AUTORES
- Jorge Almazán Mateo. Enfermero del Servicio Aragonés de Salud. Aragón, España.
- Pablo Gascón Sáez. Enfermero del Servicio Aragonés de Salud. Aragón, España.
- Lidia Fuertes Rubira. Enfermera del Servicio Aragonés de Salud. Aragón, España.
- José Ricardo Sánchez Carbó. Enfermero del Servicio Aragonés de Salud. Aragón, España.
- Jennifer Polo Soriano. Enfermera del Servicio Aragonés de Salud. Aragón, España.
- Beatriz Aguirre Tomás. Enfermera del Servicio Aragonés de Salud. Aragón, España.
RESUMEN
El reservorio venoso subcutáneo (Port-a-Cath) es un dispositivo de acceso venoso central implantable que permite la administración segura y prolongada de tratamientos intravenosos, especialmente en pacientes que requieren terapias de larga duración. Presenta varias ventajas, como una mayor durabilidad, menor riesgo de extravasación y una reducción en la necesidad de punciones repetidas, lo que mejora la calidad de vida.
No obstante, su utilización puede asociarse a complicaciones como infecciones, trombosis, obstrucción del catéter o extravasación, por lo que el papel de enfermería resulta fundamental en el mantenimiento del dispositivo y en la prevención y detección precoz de complicaciones.
El manejo del Port-a-Cath requiere una técnica estrictamente aséptica, una adecuada valoración previa y un correcto mantenimiento para garantizar su funcionamiento y seguridad. La prevención de complicaciones se basa en la aplicación de medidas de seguridad, la manipulación mínima del dispositivo y la utilización de protocolos estandarizados.
Asimismo, la educación sanitaria al paciente es clave para el correcto manejo del reservorio, ya que permite la identificación de signos de alarma y contribuye a la disminución de complicaciones, favoreciendo su autonomía y calidad de vida.
PALABRAS CLAVE
Catéter venoso central, reservorio venoso subcutáneo, cuidados de enfermería, infección, trombosis, obstrucción, acceso vascular y educación sanitaria
ABSTRACT
The subcutaneous venous reservoir (Port-a-Cath) is an implantable central venous access device that allows the safe and prolonged administration of intravenous treatments, especially in patients requiring long-term therapies. It offers several advantages, such as greater durability, a lower risk of extravasation, and a reduction in the need for repeated punctures, thereby improving quality of life.
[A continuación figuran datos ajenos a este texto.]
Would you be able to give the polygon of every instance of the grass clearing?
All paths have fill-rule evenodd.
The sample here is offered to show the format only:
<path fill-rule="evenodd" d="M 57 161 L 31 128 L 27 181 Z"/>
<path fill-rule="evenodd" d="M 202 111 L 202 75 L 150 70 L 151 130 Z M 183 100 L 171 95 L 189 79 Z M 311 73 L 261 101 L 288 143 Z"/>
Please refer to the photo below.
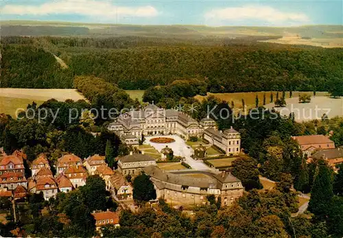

However, its use may be associated with complications such as infections, thrombosis, catheter obstruction, or extravasation. Therefore, the role of nursing is essential in the maintenance of the device, as well as in the prevention and early detection of complications.
The management of the Port-a-Cath requires a strictly aseptic technique, proper prior assessment, and appropriate maintenance to ensure its correct functioning and safety. The prevention of complications is based on the application of safety measures, minimal manipulation of the device, and the use of standardized protocols.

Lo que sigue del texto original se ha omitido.